Pero, como dijimos, antes esto no era así. Y no era así porque los 3 argumentos brindados en favor de la independencia de los BCs reflejan el cambio de época que se fue gestando a partir de los '70 con la llegada del neoliberalismo. G. Epstein tiene un excelente trabajo donde justamente muestra que antes (por lo menos desde el siglo XVII con la creación del Banco de Inglaterra) el funcionamiento de los BCs era marcadamente distinto. Lo primero que llama la atención es que la mayoría de estas instituciones surgieron debido a la necesidad del Estado para financiarse, y que entonces uno de sus principales roles siempre fue el de actuar como financista de los gobiernos, algo que choca de lleno con esta idea actual de que los BCs tienen que ser independientes precisamente para evitar esto.

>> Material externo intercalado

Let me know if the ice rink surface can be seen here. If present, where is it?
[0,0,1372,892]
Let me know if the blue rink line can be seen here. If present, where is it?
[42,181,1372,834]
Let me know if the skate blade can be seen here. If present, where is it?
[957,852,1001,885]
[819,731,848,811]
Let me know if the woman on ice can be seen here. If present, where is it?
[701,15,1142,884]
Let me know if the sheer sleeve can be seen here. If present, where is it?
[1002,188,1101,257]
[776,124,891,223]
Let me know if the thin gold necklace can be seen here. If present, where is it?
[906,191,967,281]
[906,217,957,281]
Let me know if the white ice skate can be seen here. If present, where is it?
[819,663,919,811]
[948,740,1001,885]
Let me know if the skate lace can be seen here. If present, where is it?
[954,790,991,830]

Otro de los objetivos principales era el control del tipo de cambio, lo que implicaba el manejo de los agregados monetarios, el nivel del crédito, el ingreso de capitales y las reservas (e, implícitamente, el nivel de precios). Además el objetivo principal que tenía el uso de la tasa de interés estaba estrechamente relacionado con el manejo de la deuda pública, algo que fue evidente a partir de la Primera Guerra Mundial cuando el endeudamiento público creció notablemente. Por si esto fuera poco, los BCs tenían además políticas puntuales destinadas al desarrollo de ciertos sectores, siendo de lo más común el subsidio a sectores estratégicos de la industria.

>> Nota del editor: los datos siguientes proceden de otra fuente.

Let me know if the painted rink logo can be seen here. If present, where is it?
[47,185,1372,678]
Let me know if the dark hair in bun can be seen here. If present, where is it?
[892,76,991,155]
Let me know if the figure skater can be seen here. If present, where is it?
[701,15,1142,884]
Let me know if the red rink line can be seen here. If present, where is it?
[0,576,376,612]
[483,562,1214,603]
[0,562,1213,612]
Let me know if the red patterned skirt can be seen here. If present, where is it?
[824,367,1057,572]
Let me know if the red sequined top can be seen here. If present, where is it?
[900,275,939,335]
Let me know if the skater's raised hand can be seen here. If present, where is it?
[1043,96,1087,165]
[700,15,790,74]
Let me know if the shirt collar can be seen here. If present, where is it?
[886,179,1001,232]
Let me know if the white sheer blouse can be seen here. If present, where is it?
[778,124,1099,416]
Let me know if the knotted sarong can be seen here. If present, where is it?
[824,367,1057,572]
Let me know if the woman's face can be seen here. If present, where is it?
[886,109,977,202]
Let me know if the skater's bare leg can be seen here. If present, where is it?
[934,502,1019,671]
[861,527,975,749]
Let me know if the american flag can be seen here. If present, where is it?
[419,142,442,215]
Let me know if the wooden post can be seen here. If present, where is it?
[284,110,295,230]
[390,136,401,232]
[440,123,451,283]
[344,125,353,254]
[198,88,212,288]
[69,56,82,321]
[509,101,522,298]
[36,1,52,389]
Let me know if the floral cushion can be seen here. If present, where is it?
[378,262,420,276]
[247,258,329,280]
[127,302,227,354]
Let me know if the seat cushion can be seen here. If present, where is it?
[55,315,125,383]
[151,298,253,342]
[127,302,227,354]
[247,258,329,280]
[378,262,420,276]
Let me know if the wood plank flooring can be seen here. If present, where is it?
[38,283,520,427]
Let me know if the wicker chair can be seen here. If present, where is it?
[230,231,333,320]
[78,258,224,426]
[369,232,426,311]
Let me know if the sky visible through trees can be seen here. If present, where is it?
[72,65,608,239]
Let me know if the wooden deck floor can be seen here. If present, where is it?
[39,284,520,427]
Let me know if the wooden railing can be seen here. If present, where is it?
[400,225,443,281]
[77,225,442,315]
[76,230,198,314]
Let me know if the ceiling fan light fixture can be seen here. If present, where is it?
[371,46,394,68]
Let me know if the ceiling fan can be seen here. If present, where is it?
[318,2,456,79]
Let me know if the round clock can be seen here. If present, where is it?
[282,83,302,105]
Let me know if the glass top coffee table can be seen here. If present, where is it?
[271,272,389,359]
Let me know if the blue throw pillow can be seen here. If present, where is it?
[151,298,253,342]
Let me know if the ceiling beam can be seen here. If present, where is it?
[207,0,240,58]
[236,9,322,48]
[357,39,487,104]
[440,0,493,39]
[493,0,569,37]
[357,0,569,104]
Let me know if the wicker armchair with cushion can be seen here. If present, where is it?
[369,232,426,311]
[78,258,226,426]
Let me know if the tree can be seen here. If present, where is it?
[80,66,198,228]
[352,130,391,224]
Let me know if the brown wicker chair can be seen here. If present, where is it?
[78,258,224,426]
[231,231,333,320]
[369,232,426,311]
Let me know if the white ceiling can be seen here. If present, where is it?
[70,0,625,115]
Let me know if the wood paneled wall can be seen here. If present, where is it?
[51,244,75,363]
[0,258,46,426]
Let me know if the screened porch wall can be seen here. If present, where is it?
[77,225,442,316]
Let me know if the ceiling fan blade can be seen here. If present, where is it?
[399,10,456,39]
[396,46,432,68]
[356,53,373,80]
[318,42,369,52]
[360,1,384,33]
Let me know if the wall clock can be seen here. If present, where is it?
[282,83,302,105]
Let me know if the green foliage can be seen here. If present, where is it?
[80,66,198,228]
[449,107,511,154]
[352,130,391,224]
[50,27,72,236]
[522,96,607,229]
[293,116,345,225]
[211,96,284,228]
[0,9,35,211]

En definitiva, lo que se observa es que esta idea de que el BC tiene que ser independiente del gobierno es algo actual que se instaló con el surgimiento del neoliberalismo y que sus justificaciones son poco sólidas. Previo a esto, y a lo largo de toda la historia del capitalismo, los BCs tuvieron un papel mucho más importante y más abarcativo, y por sobre todo fueron claves en los procesos de desarrollo de las economías avanzadas. De lo anterior debería quedar claro que el alcance que tienen las políticas del BC es muy amplio, siendo el control de la inflación solo uno de sus varios objetivos. Al abogar por la independencia de esta institución lo único que se logra es restringir severamente su capacidad de intervención en la economía. ¿No será ésta la finalidad que está detrás de todo?


Bibliografía:
Blanchard, O. y Summers, L. (1986), Hysteresis and the European Unemployment Problem. NBER Macroeconomics Annual.
Gordon, R. (1997), Hysteresis in History: Was There Ever a Phillips Curve? The American Economic Review.
Stirati, A. (2001), Inflation, Unemployment and Hysteresis: an Alternative View. Review of Political Economy.